China’s Manufacturing Activity Contracted For Second Consecutive Month
On Thursday, China said that its manufacturing activity has shrunk for the second consecutive month in January. This is a sign that the second largest economy in the world is going through a slump amidst an ongoing trade war with the U.S. as well as domestic headwinds.
According to the Chinese National Bureau of Statistics, the official manufacturing PMI or Purchasing Managers’ Index for the month of January was 49.5. This is comparatively higher than the 49.3 predicted by analysts in a Reuter’s poll as well as the 49.4 reported in December when the country’s manufacturing PMI fell for the first time since July 2016. The PMI is used widely as an indicator as it surveys the business in a specific industry related to its operating environment. If the reading is above 50, it indicates expansion in the sector compared to the previous month, and a reading below 50 indicates contraction.
Interestingly, China’ services PMI for the month of January came to 54.7, which is better than the 53.8 reported in December as per official data reports. The services sector makes up more than half of the Chinese economy. It played a huge role in cushioning the impact of the declining manufacturing industry for the past two months. Even with the PMI numbers being better than what was predicted, economics state that the Chinese economy is weakening. Although the PMI has not weakened further in January, the economy has still lost its momentum since the beginning of 2019 according to Marcel Thieliant, a senior economist at Capital Economics.

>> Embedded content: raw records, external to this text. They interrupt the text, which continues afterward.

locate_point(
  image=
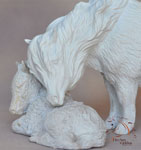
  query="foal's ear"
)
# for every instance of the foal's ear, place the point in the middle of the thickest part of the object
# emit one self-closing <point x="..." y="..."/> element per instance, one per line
<point x="27" y="41"/>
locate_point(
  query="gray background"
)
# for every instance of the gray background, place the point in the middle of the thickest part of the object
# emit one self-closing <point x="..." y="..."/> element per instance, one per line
<point x="20" y="19"/>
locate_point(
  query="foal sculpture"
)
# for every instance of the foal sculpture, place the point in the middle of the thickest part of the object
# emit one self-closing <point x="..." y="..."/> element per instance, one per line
<point x="72" y="126"/>
<point x="103" y="34"/>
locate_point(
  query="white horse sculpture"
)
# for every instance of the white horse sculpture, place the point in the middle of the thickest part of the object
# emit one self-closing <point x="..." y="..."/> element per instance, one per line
<point x="103" y="34"/>
<point x="72" y="126"/>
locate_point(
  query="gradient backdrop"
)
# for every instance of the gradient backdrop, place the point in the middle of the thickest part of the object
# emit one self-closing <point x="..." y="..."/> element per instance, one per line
<point x="20" y="19"/>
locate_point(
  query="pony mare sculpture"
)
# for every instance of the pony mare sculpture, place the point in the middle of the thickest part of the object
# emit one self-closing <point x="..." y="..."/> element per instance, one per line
<point x="102" y="34"/>
<point x="72" y="126"/>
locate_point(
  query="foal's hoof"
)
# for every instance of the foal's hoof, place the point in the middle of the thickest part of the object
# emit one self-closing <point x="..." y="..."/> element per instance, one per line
<point x="111" y="122"/>
<point x="124" y="127"/>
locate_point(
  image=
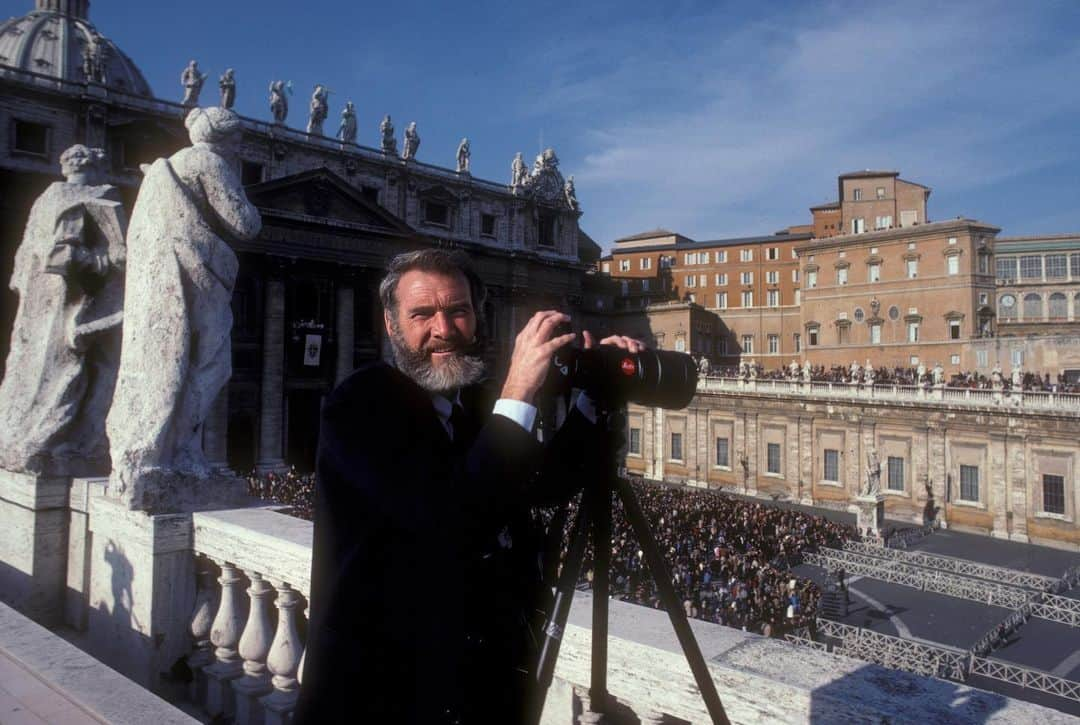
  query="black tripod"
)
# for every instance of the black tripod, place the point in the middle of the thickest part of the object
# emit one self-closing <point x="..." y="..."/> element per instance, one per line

The PMI data along with the GDP numbers confirm fears about China’s slowing economy towards the end of 2018. This raised fears about the depth of the economic troubles and also started rumors about whether Beijing will be stepping up its recent policy stimulus measures according to the economists at HIS Markit
Global investors are keeping a lookout for different economic data on China for any sign of damage caused by the trade war between Washington and Beijing. The world’s largest two economies are meeting in Washington for high-level talks to solve their trade differences. The trade talks conflict has come at a time when China is already experiencing a slow down after three decades of fast-paced growth.
The announcement on Thursday gave an early insight into the business condition in China after many U.S. companies warned that sales would most probably slow down in 2019.